Unprecedented Estimated Loss Determination

This revolutionary change will involve all banks, credit unions and other entities that report under U.S. Generally Accepted Accounting Principles (GAAP) and that extend credit. It will require the reporting entity to make unprecedented and continual Estimated Loss determinations on Commercial and Industrial (C&I) portfolios, along with its other assets, over as long a time frame as the reporting entity expects to hold them. For banks, this will mean the life of the loan or the loan pool.

In most cases, larger banks will want to use a familiar formula in judging C&I obligors and pools: Estimated Loss = Probability of Default x Loss Given Default; or, EL = PD x LGDIf banks cannot make “reasonable and supportable forecasts” that meet CECL standards by using this formula or other approved default models, they will need to revert to the use of appropriate loan-loss statistics, which will impose an even heavier burden on the bank.
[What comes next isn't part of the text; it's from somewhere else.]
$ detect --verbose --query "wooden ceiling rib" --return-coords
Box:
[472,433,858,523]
A Scalable Solution for Implementing CECL

Due to the extraordinary challenges that banks will have to meet under the new standard, Rapid Ratings has introduced a solution for meeting CECL’s requirements.  The Rapid Ratings CECL solution provides a quantitatively-derived Term Probability of Default series on tens of thousands of public and private non-financial companies in global coverage.  Term PDs are updated as often as each company reports publicly or directly to us and include yearly projections going out 10 years.

Addressing the Private Company Loan Universe

Rapid Ratings is unique in its offering of Term PDs for private companies – a much larger universe on which institutions will be required to report and where solutions are lacking.  Rapid Ratings calculates private company Term PDs using the exact same methodology and inputs as with public companies, providing the highest level of accuracy and consistency.  Due to the confidential nature of private company financials, our clients receive private ratings only on those companies on which they provide us with financials or we solicit on their behalf.

Quantitatively-Derived Financial Health Ratings

Our Financial Health Ratings (FHRs®) are based exclusively on proven metrics using the company’s income, cash flow, and balance sheet statements. We use 22 separate, industry-specific models on non-financials, without size or geographic bias, thus differentiating Rapid Ratings from other providers that use country-specific, industry-agnostic models on private companies.  Additionally, our firm takes no ratings fees or guidance from any company in coverage to ensure complete objectivity. The quantitative and objective nature of our ratings makes implementing CECL scalable to any C&I loan book. Our PD offering will make it easy for small and mid-sized banks, as well as larger banks, to be able to implement the PD x LGD model on C&I portfolios of any description.